Toplis doubts the central bank will do anything in this week’s Monetary Policy Review (MPR) to suggest its expectation has changed but, equally, the absence of any interest rate track accompanying the MPR means there will be little signal on this anyway.

At this stage the BNZ economists continue to forecast a 2.75% low.

“We are tempted to give this a nudge higher to 3% but for every reason that pops up that says we should do so there is another that says we shouldn’t.” Toplis says.

Increasingly, the market seems reluctant to fully price in a 3% low in the cash rate. The existing market bottom sits a smidgen above 3% but has regularly risen above 3.1%.

Toplis says while the RBNZ will not be unhappy with this, he doubts it will want the “last” rate cut priced out at this point.”

“Was this to be the case then mortgage interest rates could well be repriced higher. We are not at all convinced the RBNZ wants that to happen now.

“Equally, we doubt the RBNZ is overly enthusiastic about the speed at which the market is pricing interest rate hikes in 2026, albeit that such pricing may be telling us more about supply and demand conditions in interest rate markets than it tells us about “true” interest rate expectations.”

He says ultimately driver of the low in the cash rate could be determined by whether the RBNZ succumbs to trading banks’ pressure and eases back on its published intent to have bank capital ratios rise aggressively.

This is now under review by the RBNZ and a decision is expected before the end of the year.

Mortgage rollover volumes could affect interest rates

ASB chief economist Nick Tuffley says the RBNZ’s decision to cut the OCR this week should be straightforward, admittedly in an increasingly less straightforward world.

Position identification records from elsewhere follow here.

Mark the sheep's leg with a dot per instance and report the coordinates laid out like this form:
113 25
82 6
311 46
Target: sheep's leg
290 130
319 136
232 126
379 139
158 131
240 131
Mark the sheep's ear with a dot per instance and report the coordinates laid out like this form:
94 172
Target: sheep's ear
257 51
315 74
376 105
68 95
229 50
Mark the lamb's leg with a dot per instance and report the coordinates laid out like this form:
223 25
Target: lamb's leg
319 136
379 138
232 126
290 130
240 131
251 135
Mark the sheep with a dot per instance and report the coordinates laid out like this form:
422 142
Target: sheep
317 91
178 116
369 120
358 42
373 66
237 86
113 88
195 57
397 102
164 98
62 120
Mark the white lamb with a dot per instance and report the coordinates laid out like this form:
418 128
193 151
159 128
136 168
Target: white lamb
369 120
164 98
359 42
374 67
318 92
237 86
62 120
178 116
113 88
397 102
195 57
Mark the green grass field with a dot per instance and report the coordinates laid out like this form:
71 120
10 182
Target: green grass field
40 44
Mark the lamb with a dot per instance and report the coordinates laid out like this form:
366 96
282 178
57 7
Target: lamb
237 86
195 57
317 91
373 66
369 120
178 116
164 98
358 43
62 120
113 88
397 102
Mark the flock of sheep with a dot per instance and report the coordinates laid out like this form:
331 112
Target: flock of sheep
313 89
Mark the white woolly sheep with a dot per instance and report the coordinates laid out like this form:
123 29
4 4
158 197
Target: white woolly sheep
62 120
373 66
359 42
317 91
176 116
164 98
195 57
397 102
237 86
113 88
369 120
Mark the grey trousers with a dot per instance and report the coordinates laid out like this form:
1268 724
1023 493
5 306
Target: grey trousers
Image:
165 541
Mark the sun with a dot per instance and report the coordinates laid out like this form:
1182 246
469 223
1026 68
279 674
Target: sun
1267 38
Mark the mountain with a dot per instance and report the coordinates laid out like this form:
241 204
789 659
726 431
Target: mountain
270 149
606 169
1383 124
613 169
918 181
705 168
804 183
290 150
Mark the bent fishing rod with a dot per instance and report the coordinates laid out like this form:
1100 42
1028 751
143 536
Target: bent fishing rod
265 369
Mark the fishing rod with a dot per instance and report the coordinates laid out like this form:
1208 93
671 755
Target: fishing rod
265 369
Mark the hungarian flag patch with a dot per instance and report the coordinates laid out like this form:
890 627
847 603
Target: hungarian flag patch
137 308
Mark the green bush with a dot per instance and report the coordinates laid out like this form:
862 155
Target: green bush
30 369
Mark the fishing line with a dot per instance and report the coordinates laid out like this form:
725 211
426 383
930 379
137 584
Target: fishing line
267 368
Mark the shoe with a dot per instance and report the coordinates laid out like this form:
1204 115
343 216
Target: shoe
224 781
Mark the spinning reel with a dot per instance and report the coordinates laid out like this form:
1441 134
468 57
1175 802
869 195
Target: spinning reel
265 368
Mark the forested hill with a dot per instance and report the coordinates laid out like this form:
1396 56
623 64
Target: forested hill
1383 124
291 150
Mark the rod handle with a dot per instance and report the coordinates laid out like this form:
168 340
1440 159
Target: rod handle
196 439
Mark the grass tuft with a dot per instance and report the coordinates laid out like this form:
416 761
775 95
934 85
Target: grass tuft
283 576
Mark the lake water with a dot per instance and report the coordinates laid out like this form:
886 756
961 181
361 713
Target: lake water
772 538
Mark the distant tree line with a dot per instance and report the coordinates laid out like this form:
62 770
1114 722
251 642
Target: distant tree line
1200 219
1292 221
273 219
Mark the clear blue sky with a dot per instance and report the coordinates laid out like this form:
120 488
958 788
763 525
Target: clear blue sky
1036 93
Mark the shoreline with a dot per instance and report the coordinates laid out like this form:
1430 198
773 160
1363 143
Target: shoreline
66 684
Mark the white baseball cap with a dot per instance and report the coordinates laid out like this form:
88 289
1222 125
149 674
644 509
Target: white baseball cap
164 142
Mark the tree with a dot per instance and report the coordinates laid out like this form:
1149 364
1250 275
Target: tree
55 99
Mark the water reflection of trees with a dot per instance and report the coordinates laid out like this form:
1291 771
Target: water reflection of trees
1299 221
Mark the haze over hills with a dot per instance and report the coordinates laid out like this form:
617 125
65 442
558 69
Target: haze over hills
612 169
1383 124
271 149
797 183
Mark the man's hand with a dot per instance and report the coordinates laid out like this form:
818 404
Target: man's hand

Domestic developments have been largely in line with the RBNZ view of the economy and inflation outlook.

“But it’s hardly a bed of roses, he says.

“Donald Trump’s tariff ‘bad medicine’, including last week’s ‘reciprocal tariffs’, have created much more uncertainty about the path of New Zealand growth and inflation.

Future inflationary pressures could be exacerbated by US tariffs, any global retaliation that pushes up production costs, any marked depreciation of the New Zealand dollar, and any rebound in New Zealand’s inflation expectations to elevated levels.

The dominance of these impacts on New Zealand’s medium-term inflation pressures is what matters for the RBNZ’s policy decisions, Tuffley says. 

“That will take a bit more time to show through more clearly. Our suspicion is the negatives are more likely to dominate.”

Tuffley expects the RBNZ to also cut the OCR again next month by 25bp. Beyond that, the outlook is “flying more than usual on a wing and a prayer”, so the May Monetary Policy Statement will potentially have a more challenging balancing act, he says.

Sluggish economic recovery means cuts

Meanwhile ANZ economists say given the RBNZ has clearly signalled it will be cutting the OCR by 25 basis points on Wednesday, the burden of proof is on finding reasons not to deliver.

ANZ chief economist Sharon Zollner says the housing market is going nowhere fast, consumer confidence is in the doldrums, the labour market recovery is sluggish, and the lift in retail spending is gradual.

“None of that will be a surprise to the RBNZ. Also, in the “neither here nor there” category: the RBNZ recently lost its Governor Adrian Orr.

Given the continuity provided by the committee structure (the Governor is just one of sevenMonetary Policy Committee members), we don’t expect any monetary policy implications in the near term.

“Indeed, if anything, the committee’s bias might be to not rock the boat.”

Zollner says the main factor on the “downside risk” side of the ledger is that global growth fears are intensifying as unpredictable tariff wars and geopolitical developments make for shifting sands. “But for now, we think that’ll stay in the ‘risks’ basket.”